Giusto per essere attuali, Raffaella Carrà non era laureata. Aveva studiato, e anche molto duramente e precocemente: già a otto anni era andata a Roma per iniziare a studiare danza e poi recitazione. Fabrizio de André aveva una pessima pagella scolastica, ma con le sue canzoni seppe comunicare un mondo. Questi personaggi di spessore non erano semplicemente talentuosi o geniali: avevano capacità potenziali che furono portate all’atto dallo studio e da buoni maestri. È chiaro, quindi, che una laurea di per sé non vuole dire nulla. I nostri nonni avevano studiato, quando avevano le possibilità, giusto tre o cinque anni, ma del buon senso, nella maggior parte dei casi, non sono mai stati privi. Occorre ritornare a nobilitare le arti meccaniche, come venivano chiamate nel Medioevo, perché il sapere artigiano è un sapere che non ha assolutamente nulla da invidiare alla conoscenza scientifica, letteraria o medica. Tra il Quattrocento e il Cinquecento fu proprio la filosofia a rivalutare profondamente il sapere tecnico artigiano: l’idea era che l’essenza della natura e di Dio fosse comprensibile tramite una sinergia di teoria e manualità, di speculazione e osservazione empirica. In questa temperie culturale Niccolò Cusano, filosofo tedesco di primo piano, nel 1450 pubblicò il De idiota, opera dal titolo affatto denigrante, in quanto l’idiota è semplicemente una persona formata non su un sapere libresco, ma su quello artigiano. E l’idiota cusaniano sa intagliare cucchiai che, con uno specchio posto sulla superficie, riflettono la realtà, e quindi lasciano intravedere l’essenza delle cose.

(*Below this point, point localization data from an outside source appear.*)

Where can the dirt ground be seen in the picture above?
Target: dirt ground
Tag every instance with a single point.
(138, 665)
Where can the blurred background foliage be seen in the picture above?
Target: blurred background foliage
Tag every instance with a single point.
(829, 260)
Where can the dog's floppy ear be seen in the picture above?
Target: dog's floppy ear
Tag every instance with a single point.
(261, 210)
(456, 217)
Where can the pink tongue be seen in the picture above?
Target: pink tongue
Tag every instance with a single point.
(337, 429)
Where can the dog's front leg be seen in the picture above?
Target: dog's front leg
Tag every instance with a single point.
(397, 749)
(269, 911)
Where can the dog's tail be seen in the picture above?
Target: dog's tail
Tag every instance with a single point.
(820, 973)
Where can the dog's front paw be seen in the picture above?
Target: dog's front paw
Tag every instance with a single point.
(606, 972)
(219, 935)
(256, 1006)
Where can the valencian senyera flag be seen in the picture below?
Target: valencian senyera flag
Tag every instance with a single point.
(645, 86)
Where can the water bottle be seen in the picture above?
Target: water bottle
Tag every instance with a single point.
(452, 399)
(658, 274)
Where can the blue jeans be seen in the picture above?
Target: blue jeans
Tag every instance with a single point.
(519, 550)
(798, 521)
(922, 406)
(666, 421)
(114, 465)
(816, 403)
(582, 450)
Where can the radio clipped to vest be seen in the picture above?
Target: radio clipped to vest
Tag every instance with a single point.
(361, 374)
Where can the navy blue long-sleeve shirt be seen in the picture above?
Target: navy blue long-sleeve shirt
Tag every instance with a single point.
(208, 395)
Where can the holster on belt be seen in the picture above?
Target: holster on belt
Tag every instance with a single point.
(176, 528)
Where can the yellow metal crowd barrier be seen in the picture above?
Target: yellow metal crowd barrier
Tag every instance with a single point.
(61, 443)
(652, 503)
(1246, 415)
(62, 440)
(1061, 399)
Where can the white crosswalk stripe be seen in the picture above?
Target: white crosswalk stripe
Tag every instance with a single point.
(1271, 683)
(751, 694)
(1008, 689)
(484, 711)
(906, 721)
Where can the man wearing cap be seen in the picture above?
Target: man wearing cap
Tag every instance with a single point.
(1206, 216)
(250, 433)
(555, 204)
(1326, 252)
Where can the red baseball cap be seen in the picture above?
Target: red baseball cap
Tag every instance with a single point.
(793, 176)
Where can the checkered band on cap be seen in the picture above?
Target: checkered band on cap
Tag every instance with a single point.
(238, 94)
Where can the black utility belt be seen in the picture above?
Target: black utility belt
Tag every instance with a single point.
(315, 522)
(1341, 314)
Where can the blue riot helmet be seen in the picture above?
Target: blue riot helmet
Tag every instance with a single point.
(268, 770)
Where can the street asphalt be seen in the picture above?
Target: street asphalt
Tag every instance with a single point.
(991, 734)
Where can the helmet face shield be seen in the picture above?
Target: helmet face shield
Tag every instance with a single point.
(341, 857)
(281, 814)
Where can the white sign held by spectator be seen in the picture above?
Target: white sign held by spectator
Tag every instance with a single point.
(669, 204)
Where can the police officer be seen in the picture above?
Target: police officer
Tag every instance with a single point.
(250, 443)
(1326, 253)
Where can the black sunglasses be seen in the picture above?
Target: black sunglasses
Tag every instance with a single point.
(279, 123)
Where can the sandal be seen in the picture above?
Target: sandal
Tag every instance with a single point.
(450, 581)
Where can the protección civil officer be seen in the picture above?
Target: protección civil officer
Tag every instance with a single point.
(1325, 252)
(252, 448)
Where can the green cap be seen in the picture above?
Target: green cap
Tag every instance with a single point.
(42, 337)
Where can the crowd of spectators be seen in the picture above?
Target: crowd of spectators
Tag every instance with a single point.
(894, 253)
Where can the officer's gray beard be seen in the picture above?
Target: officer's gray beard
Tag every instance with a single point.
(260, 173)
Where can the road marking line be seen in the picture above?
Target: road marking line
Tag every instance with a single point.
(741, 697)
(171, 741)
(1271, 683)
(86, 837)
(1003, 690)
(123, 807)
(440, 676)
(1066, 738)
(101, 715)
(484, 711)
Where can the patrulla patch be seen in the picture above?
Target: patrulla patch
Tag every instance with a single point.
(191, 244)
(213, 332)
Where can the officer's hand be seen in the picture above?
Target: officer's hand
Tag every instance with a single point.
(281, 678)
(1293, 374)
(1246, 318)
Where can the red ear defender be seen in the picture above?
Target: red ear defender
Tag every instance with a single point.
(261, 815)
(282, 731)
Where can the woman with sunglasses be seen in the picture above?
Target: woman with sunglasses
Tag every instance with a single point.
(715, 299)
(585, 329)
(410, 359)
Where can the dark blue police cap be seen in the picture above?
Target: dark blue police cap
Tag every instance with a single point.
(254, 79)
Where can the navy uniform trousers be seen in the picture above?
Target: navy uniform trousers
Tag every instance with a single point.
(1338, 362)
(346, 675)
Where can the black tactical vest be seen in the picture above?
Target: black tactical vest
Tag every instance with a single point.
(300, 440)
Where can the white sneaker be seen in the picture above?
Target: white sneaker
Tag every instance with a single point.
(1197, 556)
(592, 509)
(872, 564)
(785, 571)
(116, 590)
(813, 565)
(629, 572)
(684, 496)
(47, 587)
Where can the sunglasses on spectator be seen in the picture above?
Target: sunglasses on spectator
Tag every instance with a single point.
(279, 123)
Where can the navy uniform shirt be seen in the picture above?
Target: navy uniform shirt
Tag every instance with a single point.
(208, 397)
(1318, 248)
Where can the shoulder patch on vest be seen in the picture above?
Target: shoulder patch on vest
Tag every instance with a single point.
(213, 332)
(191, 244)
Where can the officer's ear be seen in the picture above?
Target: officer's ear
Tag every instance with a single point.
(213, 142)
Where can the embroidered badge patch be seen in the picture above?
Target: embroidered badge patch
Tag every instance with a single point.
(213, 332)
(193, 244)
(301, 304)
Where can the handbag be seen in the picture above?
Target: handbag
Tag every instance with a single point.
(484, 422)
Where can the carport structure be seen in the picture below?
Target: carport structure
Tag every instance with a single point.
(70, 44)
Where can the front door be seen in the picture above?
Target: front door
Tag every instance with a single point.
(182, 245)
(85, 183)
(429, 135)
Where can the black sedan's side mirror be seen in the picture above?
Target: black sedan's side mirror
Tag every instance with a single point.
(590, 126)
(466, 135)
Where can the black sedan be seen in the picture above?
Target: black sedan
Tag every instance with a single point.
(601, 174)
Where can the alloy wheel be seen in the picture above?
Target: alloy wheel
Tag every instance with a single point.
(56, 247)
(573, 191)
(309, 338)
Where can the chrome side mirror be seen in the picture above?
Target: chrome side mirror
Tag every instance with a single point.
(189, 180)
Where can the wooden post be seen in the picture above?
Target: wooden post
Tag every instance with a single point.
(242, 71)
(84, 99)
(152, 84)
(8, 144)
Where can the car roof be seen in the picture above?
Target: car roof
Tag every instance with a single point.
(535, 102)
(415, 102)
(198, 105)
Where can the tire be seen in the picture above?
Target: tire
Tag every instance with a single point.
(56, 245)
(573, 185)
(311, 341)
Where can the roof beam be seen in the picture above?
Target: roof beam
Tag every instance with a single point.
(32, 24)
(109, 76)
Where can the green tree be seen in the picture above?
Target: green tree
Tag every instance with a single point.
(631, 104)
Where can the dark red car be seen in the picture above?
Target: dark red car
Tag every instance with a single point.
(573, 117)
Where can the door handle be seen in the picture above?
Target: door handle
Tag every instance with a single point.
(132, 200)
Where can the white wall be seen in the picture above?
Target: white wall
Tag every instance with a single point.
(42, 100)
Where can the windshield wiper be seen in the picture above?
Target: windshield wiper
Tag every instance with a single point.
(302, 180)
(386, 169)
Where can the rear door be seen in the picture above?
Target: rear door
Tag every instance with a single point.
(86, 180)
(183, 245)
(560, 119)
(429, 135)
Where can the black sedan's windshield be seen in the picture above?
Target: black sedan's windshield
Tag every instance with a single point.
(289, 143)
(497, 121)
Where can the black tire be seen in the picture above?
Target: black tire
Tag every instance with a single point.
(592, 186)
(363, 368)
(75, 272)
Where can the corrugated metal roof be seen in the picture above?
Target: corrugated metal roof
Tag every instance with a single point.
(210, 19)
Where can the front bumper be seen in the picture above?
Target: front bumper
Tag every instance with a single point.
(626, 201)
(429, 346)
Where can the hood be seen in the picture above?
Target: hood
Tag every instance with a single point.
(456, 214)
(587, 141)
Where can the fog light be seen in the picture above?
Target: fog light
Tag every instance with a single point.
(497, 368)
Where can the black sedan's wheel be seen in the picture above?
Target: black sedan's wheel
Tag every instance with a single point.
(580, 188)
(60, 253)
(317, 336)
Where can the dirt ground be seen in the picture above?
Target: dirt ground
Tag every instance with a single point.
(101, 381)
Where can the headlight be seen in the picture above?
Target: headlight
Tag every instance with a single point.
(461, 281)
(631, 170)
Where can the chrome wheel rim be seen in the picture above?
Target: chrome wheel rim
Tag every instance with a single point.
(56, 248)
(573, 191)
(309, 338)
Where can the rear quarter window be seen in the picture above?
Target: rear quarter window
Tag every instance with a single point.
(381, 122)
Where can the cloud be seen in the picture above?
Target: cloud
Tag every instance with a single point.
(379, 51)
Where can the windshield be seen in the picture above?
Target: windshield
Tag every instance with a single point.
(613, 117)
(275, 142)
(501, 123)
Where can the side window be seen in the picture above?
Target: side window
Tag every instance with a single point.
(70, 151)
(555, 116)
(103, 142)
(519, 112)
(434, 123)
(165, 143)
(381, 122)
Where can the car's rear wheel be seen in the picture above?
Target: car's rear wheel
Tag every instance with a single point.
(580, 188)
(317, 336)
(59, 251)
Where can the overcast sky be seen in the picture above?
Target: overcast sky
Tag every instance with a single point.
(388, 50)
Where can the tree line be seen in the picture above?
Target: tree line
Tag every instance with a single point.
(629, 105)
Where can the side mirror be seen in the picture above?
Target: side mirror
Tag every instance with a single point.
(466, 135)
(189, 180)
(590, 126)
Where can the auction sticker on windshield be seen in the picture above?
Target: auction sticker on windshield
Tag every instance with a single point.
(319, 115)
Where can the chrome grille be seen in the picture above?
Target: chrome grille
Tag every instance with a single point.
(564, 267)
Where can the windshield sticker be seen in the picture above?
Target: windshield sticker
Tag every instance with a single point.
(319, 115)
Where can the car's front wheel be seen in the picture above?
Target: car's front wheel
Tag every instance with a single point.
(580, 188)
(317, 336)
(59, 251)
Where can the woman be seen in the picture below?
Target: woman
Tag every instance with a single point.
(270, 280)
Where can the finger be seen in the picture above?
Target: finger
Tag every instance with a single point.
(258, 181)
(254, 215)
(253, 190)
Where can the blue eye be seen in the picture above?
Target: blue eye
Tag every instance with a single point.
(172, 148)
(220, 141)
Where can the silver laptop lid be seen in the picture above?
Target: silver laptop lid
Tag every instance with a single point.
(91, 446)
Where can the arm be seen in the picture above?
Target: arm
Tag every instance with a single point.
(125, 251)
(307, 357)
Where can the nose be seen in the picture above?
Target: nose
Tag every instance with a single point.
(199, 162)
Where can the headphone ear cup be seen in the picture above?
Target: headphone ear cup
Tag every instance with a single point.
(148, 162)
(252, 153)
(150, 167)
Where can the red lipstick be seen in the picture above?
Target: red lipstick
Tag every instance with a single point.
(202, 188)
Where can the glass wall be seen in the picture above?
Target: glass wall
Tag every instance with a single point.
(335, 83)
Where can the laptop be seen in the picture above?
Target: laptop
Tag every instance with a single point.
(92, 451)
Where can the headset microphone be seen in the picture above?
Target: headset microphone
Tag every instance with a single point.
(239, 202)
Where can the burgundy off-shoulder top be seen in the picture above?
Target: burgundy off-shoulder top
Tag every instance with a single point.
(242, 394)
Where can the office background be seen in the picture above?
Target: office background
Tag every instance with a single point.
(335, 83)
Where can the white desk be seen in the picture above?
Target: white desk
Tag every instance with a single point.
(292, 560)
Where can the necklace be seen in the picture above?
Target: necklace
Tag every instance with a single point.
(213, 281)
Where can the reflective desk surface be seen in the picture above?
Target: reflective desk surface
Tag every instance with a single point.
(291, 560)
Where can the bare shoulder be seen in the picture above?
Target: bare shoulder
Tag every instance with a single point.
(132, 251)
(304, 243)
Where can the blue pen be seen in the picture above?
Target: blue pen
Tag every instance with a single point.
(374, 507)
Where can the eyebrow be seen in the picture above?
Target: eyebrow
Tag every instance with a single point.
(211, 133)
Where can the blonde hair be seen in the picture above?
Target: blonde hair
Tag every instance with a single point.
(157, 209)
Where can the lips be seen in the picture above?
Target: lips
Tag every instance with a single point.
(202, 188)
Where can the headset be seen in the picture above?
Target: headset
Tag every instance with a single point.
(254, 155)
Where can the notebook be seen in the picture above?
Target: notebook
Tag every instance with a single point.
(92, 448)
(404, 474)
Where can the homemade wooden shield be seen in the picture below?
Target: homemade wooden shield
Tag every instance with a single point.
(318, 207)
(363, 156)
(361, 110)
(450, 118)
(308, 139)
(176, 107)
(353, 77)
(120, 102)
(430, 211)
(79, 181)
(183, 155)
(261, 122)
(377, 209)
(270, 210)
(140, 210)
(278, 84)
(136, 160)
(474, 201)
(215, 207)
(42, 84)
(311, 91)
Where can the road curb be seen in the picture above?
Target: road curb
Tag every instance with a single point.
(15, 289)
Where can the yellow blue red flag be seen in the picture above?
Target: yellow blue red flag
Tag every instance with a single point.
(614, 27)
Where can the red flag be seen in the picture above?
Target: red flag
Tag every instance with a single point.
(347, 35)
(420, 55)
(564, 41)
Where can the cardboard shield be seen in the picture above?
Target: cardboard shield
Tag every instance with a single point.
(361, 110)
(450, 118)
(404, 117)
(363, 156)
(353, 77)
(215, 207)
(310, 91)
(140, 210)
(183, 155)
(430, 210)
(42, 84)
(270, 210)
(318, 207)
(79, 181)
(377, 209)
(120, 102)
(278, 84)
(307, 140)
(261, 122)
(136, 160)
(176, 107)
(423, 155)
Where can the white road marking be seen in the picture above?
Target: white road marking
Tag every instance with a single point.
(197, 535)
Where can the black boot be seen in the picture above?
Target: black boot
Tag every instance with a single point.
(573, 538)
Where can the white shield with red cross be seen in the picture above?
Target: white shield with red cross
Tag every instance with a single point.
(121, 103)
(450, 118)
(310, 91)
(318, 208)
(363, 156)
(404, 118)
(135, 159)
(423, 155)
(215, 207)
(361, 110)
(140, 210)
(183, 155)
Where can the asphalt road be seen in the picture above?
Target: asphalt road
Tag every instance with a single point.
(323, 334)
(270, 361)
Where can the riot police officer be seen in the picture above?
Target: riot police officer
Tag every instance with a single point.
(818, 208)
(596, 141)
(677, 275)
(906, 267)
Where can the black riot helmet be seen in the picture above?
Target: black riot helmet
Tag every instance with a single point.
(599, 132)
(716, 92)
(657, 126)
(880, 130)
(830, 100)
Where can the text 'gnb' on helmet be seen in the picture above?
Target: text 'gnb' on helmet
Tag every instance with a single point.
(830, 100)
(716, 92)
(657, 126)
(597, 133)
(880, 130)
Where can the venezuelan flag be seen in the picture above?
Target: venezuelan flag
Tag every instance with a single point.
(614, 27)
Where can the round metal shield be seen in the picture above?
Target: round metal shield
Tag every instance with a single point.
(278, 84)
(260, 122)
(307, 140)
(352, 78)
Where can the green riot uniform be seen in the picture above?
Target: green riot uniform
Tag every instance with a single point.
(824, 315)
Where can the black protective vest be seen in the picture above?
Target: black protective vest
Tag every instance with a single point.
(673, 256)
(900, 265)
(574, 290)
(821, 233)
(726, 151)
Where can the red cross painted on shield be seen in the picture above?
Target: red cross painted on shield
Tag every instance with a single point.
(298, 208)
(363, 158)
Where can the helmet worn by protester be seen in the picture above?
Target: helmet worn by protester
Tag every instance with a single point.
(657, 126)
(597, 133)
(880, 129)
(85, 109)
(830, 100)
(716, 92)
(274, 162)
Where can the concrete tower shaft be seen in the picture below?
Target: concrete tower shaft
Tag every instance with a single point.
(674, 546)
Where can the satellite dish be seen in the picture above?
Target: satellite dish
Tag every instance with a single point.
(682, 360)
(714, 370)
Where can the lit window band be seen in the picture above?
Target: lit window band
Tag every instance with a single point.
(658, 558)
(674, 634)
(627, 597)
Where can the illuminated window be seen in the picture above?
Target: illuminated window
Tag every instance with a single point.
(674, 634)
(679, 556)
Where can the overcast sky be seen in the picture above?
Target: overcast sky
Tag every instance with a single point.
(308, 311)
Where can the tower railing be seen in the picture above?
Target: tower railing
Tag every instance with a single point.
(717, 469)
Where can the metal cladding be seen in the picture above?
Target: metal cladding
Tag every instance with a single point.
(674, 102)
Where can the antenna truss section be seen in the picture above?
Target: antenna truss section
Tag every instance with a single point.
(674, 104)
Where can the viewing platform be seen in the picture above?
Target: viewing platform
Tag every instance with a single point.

Se si vuole cambiare il mondo in meglio, è essenziale insegnare ai bambini il valore dei mestieri artigiani, e sarebbe incredibilmente utile per la società che ritornasse la possibilità di studiare nella bottega fin dalla tenera età: Michelangelo, Leonardo, Botticelli diventarono grandi artisti (e non geni) perché fin dall’infanzia studiarono nelle botteghe del Verrocchio o di altri personaggi di simile caratura. Forse sarebbe urgente rivalutare la funzione della scuola; forse bisognerebbe decidere se si desidera formare tutti laureati oppure persone che, tramite l’attuazione delle proprie potenzialità, riescano a soddisfare anche le esigenze di una civiltà. Una civiltà che necessita tanto dell’avvocato quanto del cuoco, tanto del professore quanto del bidello, tanto del medico quanto dello spazzino. L’intagliatore di cucchiai non vale né più né meno del filosofo: fa qualcosa di diverso, maneggia la realtà con le dita anziché con i concetti logici. Ma la filosofia e l’artigianato, direbbe Cusano, non sono che «congetture»: prospettive diverse su una medesima realtà, tentativi di approssimazione asintotica a una verità divina che non può mai essere colta integralmente, ma avvicinata nel migliore dei modi se i punti di vista in dialogo sono molteplici e differenti.